During the early afternoon of April 3 I met Williams, his Chattanooga partner, and five
of the seven-member Hearn Estate, the owners, including Billy Ray Hearn and Rick and Vicki
Horne, all of Davidson and Williamson Counties, Tennessee.
After I signed a lengthy waiver, I tied
seventy-six and 123 foot ropes together, rigged to
a tree sixty-five or seventy feet away, and began
my descent. The opening was about four feet in
diameter and some eight feet down the shaft was
offset. At a depth of thirty or thirty-two feet
there was a muddy floor at a divide. To the
northeast there was a twelve to fifteen foot pit,
ten feet long, with flowstone at the north end.
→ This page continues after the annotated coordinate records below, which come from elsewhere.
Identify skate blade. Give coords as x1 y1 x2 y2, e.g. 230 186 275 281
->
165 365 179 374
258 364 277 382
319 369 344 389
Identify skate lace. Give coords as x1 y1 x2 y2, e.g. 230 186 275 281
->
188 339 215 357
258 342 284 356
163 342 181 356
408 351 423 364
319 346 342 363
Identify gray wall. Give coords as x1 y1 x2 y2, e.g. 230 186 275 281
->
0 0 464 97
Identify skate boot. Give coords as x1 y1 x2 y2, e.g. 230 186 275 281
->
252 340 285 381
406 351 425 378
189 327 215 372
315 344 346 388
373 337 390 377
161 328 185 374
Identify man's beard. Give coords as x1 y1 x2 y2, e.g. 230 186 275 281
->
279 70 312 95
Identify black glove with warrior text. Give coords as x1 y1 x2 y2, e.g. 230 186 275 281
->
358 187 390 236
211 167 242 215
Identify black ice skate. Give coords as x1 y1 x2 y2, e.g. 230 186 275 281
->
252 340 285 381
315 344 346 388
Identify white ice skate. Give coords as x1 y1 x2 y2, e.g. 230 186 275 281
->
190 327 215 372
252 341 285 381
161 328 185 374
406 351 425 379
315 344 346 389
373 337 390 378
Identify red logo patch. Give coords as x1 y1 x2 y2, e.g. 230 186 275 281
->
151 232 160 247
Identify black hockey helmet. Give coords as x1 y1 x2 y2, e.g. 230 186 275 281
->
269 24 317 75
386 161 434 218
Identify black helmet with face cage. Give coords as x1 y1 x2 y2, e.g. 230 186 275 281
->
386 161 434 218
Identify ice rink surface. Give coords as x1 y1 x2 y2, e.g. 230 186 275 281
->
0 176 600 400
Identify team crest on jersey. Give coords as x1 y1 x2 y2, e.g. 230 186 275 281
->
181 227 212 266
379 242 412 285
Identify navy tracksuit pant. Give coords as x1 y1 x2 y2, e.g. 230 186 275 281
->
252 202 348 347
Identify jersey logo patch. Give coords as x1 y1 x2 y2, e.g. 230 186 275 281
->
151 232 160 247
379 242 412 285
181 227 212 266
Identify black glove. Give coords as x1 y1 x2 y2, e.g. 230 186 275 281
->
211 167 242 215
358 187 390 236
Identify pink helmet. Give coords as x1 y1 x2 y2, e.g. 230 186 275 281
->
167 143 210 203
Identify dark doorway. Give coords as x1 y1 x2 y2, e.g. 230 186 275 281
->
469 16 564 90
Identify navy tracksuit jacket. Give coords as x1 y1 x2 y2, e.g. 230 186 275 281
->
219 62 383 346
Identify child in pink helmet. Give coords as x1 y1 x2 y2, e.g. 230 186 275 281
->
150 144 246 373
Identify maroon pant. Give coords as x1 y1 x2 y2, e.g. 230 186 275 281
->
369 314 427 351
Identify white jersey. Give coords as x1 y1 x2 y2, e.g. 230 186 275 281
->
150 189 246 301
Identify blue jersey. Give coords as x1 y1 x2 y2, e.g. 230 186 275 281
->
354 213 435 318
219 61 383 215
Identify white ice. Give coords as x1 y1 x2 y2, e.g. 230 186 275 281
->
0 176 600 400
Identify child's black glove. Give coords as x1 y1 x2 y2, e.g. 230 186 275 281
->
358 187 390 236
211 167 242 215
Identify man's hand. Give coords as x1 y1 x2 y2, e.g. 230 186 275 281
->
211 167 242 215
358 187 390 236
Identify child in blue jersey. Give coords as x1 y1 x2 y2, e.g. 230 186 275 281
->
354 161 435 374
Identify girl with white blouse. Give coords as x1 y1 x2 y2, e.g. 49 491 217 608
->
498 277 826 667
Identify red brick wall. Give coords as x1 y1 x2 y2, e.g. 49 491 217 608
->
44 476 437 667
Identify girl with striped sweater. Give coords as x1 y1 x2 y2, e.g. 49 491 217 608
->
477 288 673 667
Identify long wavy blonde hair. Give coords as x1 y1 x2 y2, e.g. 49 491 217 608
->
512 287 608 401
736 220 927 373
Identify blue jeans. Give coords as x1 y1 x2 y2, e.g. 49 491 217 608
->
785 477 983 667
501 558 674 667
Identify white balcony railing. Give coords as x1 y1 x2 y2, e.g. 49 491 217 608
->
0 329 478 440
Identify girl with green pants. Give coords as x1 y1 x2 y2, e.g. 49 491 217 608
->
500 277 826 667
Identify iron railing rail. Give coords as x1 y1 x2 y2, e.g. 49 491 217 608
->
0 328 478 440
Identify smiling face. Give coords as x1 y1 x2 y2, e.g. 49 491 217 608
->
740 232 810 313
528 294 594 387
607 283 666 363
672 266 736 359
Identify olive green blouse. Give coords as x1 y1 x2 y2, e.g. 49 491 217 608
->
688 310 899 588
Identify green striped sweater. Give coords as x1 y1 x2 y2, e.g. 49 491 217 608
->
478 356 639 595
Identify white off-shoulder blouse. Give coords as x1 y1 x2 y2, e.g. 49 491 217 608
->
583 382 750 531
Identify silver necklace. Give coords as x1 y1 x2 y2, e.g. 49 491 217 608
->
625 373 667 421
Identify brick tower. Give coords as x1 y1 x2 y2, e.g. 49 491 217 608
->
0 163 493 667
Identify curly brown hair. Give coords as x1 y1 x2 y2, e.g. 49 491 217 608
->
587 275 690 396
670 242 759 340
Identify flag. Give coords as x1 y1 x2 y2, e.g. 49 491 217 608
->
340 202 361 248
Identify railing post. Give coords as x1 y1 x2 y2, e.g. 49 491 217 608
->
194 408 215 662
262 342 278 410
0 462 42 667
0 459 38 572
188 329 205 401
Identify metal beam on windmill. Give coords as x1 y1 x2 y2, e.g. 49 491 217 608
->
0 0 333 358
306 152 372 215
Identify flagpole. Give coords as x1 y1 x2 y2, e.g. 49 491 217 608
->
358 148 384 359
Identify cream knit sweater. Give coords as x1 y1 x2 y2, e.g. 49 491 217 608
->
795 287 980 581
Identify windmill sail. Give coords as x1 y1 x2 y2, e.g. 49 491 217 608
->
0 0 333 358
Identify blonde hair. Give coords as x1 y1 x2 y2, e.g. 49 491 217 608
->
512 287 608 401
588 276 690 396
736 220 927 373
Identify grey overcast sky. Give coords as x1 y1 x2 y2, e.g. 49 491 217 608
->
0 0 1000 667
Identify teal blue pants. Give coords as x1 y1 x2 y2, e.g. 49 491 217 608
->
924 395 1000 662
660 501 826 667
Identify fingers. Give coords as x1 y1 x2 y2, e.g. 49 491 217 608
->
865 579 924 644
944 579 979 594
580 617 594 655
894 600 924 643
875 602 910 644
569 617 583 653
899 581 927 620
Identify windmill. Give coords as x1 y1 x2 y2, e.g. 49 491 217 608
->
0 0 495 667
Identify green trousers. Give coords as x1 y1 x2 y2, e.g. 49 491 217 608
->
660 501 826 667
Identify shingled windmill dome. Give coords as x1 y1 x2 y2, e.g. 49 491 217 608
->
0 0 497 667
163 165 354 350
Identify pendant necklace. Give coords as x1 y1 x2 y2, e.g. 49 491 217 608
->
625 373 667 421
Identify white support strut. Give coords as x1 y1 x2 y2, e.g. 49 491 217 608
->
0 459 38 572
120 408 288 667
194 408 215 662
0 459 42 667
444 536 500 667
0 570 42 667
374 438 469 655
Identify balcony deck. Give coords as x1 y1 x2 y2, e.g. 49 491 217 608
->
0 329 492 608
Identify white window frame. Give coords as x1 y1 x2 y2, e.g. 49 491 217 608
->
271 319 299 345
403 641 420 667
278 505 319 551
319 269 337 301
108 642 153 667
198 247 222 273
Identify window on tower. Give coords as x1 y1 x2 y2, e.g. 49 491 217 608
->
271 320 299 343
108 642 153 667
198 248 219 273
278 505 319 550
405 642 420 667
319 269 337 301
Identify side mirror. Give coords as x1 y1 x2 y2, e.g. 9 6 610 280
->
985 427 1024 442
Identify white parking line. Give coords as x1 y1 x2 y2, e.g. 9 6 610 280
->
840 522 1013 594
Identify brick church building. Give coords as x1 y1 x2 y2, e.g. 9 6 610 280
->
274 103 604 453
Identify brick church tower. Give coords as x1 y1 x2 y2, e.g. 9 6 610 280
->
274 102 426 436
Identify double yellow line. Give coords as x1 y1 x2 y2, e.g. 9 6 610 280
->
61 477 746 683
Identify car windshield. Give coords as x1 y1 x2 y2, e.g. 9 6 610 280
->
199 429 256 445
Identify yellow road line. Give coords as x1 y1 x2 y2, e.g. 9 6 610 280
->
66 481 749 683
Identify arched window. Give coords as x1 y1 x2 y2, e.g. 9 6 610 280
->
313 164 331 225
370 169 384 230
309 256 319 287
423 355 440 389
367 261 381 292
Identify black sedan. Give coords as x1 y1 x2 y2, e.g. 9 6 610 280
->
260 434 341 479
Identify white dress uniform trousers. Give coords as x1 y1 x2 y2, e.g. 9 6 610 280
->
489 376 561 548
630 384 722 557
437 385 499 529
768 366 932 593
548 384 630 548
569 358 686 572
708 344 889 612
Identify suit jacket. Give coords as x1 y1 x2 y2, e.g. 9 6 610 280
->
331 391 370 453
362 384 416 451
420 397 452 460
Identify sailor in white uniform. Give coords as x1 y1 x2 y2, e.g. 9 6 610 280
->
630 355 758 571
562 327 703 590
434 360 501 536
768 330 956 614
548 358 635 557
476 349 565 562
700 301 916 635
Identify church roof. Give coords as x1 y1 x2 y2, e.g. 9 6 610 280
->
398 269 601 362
To the southwest the far wall was under ten feet
away, and below there was a small opening to a
deeper pit. This hole was muddy and dangerous
and I spent a while clearing rocks, ultimately
enlarging the dimensions to two by two and a
half feet. Eventually, I continued my descent,
using a bulge in the wall to keep the rope from
other unstable rocks at the north end of the hole.
Fifteen or twenty feet lower was another offset,
but devoid of loose rocks. At minus forty-five
feet there was a horizontal joint two or three feet
wide which went forty feet southwest and ended.
I was unable to actually traverse it. |
At minus fifty-eight feet I crossed the
knot, and below me was seventy-two to seventy- ~
four feet of rope. The pit became much larger,
up to ten by eighteen feet and freefall. I rap-
pelled amid a heavy drip to the end of the rope,
some ten feet above deep wall-to-wall water. There was nothing dry at the bottom, which had
to be lake level. At I think the southwest end I saw a fifteen to twenty foot long crack, also
flooded. The depth of the pit, to the surface of the water, is about 140 feet, making it perhaps
the deepest in DeKalb County. The length is about sixty feet. Altogether, I spent an hour or
more in this pit, and on the way out I checked the parallel twelve-fifteen foot pit at minus thirty
feet. All the way down I snapped more pictures for Mr. Williams.
The new house will now be built sixty feet more to the southwest. On April 17, 1999,
the pit was covered with several large rocks and the area above it was restored to almost the
original contour. There is now eight feet of earth above Hearn Estate Pit. I may be the only
person ever to do it. Eat your heart out, Monk McClanathan!